Tools registry
Developer Tools
SDKs, libraries, validators and utilities that solve problems specific to African markets.
9 results in NLP Library
Hausa-NLP
A community resource hub for Hausa NLP providing Hausa corpus, sentiment lexicons (incl. translated lexicons) and resources for sentiment analysis, hate-speech detection and machine translation.
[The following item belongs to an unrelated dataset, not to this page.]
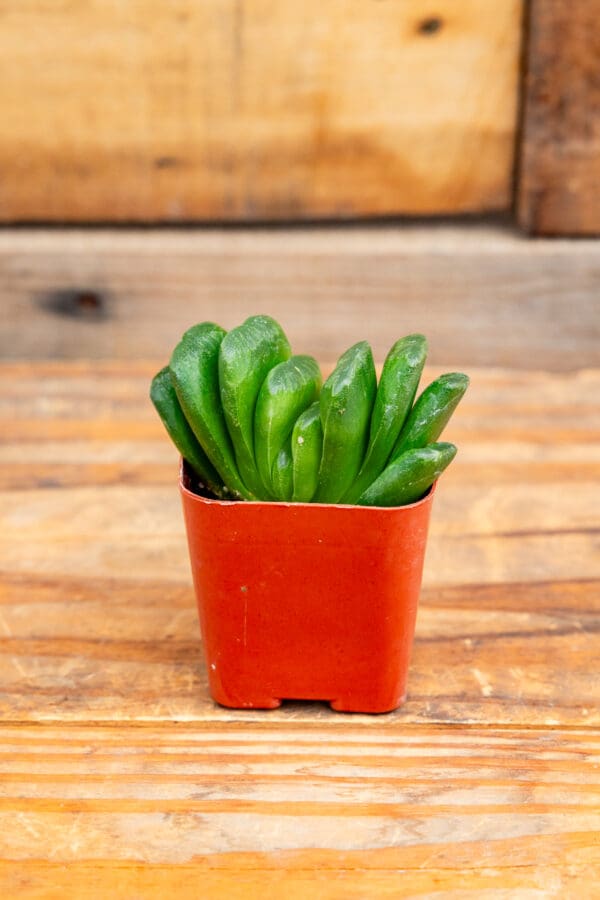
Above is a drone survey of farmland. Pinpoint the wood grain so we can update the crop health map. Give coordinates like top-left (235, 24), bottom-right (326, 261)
top-left (518, 0), bottom-right (600, 234)
top-left (0, 360), bottom-right (600, 900)
top-left (0, 224), bottom-right (600, 366)
top-left (0, 0), bottom-right (522, 222)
Maintained by the HausaNLP community.
HornMorpho
HornMorpho is a Python program that performs morphological analysis and generation of Amharic, Oromo and Tigrinya words, breaking words into constituent morphemes and generating words from roots and grammatical structure. It originated from the L3 Project at Indiana University.
PuoBERTa
PuoBERTa is a RoBERTa-based masked language model purpose-built for Setswana, trained on the PuoData corpus by the Data Science for Social Impact group. It ships with example scripts for fill-mask, news classification, NER and POS tagging via HuggingFace Transformers.
SOMALI_NLP
SOMALI_NLP is a Python NLP toolkit for the Somali language providing stop-word lists, stemmers for morphological analysis, tokenizers, collocation analysis and string-distance and spelling models. It draws on a companion Somali Wikipedia corpus.
amseg
amseg is an Amharic document segmentation and normalization tool that splits Ethiopic text into sentences and tokens, normalizes character variants and transliterates between Latin and Fidel. Maintained under the University of Hamburg Semantic Models for Amharic project.
etnltk
The Ethiopian Natural Language Toolkit, a spaCy/NLTK-inspired Python (PyPI etnltk) library for Amharic and other Ethiopian languages, providing text normalization, short-form expansion and word/sentence tokenization. Maintained by robeleq.
iranlowo
A Python (PyPI iranlowo) utility library to analyse and preprocess Yoruba text: diacritic stripping/restoration via pretrained models, text normalization, character verification and corpus tools. Maintained by the Niger-Volta-LTI organization.
stopwords-sw
A comprehensive Swahili (sw) stopwords collection distributed in JSON and text formats (npm/bower stopwords-sw) for text preprocessing in NLP pipelines. Maintained by the stopwords-iso project.
uroman
uroman is a universal romanizer that converts text in virtually any script to the Latin alphabet, with dedicated handling for Amharic and the Ge'ez/Ethiopic script. It also adds initial support for Coptic and processes script-native numerals.